By prioritising a new approach to incentives, policymakers can help create system capacity in cancer services, especially at a time when organisational reform and major financial investment are unlikely, writes David Brocklehurst

This article has been developed and funded by AstraZeneca UK Limited.

Everyone’s talking about NHS capacity. It dominated the conversation at both the recent HSJ Cancer Forum and the UK SACT Board conference last November. That’s because demand for SACT services is growing at 6–8 per cent per year, and the already stretched cancer workforce is struggling to keep up.

Sponsored byAstraZeneca

AstraZeneca is proud to be part of an industry that is bringing a breadth of oncology innovation: around half of new drugs appraised by NICE are for cancer. But we know this also means we have a responsibility to help address the SACT capacity crisis.

We believe that one part of the answer is another “live” policy topic — the future of financial incentives. Incentives can play a role in creating system capacity, especially at a time when organisational reform and major financial investment are unlikely.

We already work with the NHS to minimise the challenges associated with the introduction of new medicines, as well as to help manage rising demand. For example, we’re piloting promising new technologies that utilise AI to facilitate earlier diagnosis, supporting self-referral chest X-rays for symptomatic patients and collaborating to optimise lung cancer pathways.

With a general election later this year… there seems to be an opportunity to chart a new reform agenda that refocuses financial mechanisms where they will have the biggest impact

We also want to contribute to the broader policy debate on improving capacity in cancer services. This was the driving ambition behind a report that we commissioned last year, Capacity to deliver, which set out a series of policy recommendations to unlock resources to improve cancer outcomes.

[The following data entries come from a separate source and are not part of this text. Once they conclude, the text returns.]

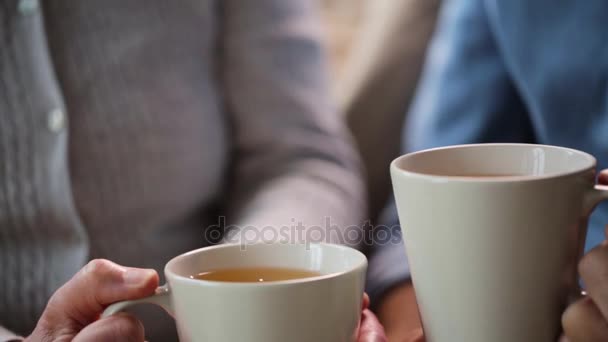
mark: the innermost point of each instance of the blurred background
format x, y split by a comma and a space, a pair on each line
377, 49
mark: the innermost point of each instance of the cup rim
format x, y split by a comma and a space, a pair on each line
358, 267
591, 161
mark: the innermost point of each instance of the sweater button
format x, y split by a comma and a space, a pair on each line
56, 120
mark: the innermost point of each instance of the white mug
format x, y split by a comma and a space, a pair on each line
493, 235
325, 308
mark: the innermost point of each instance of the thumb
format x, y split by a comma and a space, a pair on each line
121, 327
603, 177
82, 299
371, 330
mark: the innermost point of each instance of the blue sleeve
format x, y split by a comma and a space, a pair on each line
465, 96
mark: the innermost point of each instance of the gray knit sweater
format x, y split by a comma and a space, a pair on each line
127, 127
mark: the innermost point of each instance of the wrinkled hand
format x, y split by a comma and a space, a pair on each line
587, 319
370, 330
72, 312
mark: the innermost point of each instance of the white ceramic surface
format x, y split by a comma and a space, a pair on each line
322, 309
494, 259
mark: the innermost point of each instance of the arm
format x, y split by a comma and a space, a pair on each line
379, 82
293, 161
465, 96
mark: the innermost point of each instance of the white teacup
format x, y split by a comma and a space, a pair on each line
493, 234
326, 308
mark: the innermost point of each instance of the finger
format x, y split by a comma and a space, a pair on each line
603, 177
415, 336
365, 304
371, 330
583, 321
121, 327
593, 269
98, 284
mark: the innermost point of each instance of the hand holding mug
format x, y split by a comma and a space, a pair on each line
587, 318
72, 312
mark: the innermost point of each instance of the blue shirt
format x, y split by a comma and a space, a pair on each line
509, 71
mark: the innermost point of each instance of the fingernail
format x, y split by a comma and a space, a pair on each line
137, 276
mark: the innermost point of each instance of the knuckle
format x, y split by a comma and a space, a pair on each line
100, 268
128, 328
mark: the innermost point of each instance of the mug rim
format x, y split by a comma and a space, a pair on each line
360, 266
591, 164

To build on the report recommendations and connect with the current review of financial incentives, AstraZeneca brought together experts including patients, clinicians, managers, and commissioners to discuss the future role of incentives in cancer care. Together, the group identified principles that should guide the development and application of future incentives in cancer care, such as:

  • Incentives should be clinically-led and manager-enabled to improve quality and outcomes;
  • Incentives should rapidly change existing behaviour across the health system, and therefore have a distortive effect at least in the short term;
  • The effect of an incentive should be felt at the service line, enabling teams who have introduced changes to further invest in the services they provide.

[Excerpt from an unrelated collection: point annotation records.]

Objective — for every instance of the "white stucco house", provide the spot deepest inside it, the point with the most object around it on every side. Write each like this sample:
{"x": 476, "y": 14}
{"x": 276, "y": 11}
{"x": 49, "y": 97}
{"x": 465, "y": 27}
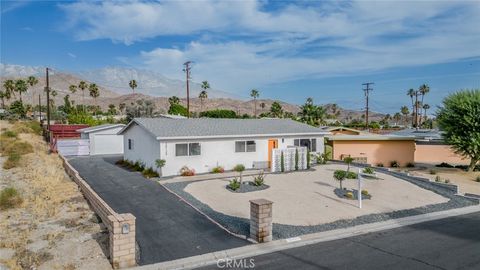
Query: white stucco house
{"x": 103, "y": 139}
{"x": 205, "y": 143}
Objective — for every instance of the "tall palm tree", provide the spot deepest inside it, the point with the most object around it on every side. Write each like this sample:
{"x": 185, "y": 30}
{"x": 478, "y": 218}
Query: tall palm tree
{"x": 21, "y": 86}
{"x": 255, "y": 94}
{"x": 404, "y": 110}
{"x": 203, "y": 95}
{"x": 32, "y": 81}
{"x": 133, "y": 85}
{"x": 82, "y": 86}
{"x": 94, "y": 93}
{"x": 412, "y": 93}
{"x": 425, "y": 108}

What could this look like in practice? High-level outcomes-based objectives set nationally but measured and paid at the Integrated Care Board level. This would provide much-needed national direction, whilst allowing flexibility to focus on the specific changes required to improve cancer services for their local populations.

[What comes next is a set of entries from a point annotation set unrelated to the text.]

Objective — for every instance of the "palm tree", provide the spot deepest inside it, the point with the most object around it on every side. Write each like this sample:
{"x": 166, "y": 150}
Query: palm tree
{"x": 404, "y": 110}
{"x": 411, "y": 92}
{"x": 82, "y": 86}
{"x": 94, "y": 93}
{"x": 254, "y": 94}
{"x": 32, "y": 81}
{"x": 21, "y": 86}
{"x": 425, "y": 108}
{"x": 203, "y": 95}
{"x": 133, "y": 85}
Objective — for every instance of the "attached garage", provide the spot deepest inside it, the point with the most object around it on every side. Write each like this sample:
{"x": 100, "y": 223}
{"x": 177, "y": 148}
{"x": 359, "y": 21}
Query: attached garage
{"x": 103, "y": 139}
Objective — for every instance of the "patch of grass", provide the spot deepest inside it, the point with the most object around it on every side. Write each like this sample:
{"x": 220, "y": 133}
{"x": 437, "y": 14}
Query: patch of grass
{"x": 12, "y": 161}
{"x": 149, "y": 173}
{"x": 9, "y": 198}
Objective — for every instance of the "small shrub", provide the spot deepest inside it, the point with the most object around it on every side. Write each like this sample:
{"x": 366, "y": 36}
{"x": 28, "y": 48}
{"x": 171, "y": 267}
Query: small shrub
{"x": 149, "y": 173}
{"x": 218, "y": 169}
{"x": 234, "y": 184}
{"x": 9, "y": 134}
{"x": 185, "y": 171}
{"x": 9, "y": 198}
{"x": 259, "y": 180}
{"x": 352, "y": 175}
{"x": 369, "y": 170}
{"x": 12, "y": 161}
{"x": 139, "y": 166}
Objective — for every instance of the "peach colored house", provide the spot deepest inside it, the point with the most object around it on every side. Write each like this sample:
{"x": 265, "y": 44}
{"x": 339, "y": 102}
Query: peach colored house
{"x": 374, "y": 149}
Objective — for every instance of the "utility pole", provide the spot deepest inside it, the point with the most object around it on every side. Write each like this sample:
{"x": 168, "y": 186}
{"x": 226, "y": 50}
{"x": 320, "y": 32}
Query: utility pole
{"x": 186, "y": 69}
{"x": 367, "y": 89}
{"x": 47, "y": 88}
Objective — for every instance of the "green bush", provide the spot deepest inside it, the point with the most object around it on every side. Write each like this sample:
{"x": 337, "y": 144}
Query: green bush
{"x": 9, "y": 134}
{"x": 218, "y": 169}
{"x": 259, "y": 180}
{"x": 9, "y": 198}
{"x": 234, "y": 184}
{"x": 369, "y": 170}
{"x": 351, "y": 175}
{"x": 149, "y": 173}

With a general election later this year, which will certainly feature conversations about the public’s experiences of the NHS, there seems to be an opportunity to chart a new reform agenda that refocuses financial mechanisms where they will have the biggest impact. Alongside health inequalities and quality of care, system capacity should be a key area of focus for improving care and outcomes.

By prioritising a new approach to incentives, policymakers can facilitate an NHS that invites and rewards innovation and, in doing so, delivers better outcomes for UK cancer patients.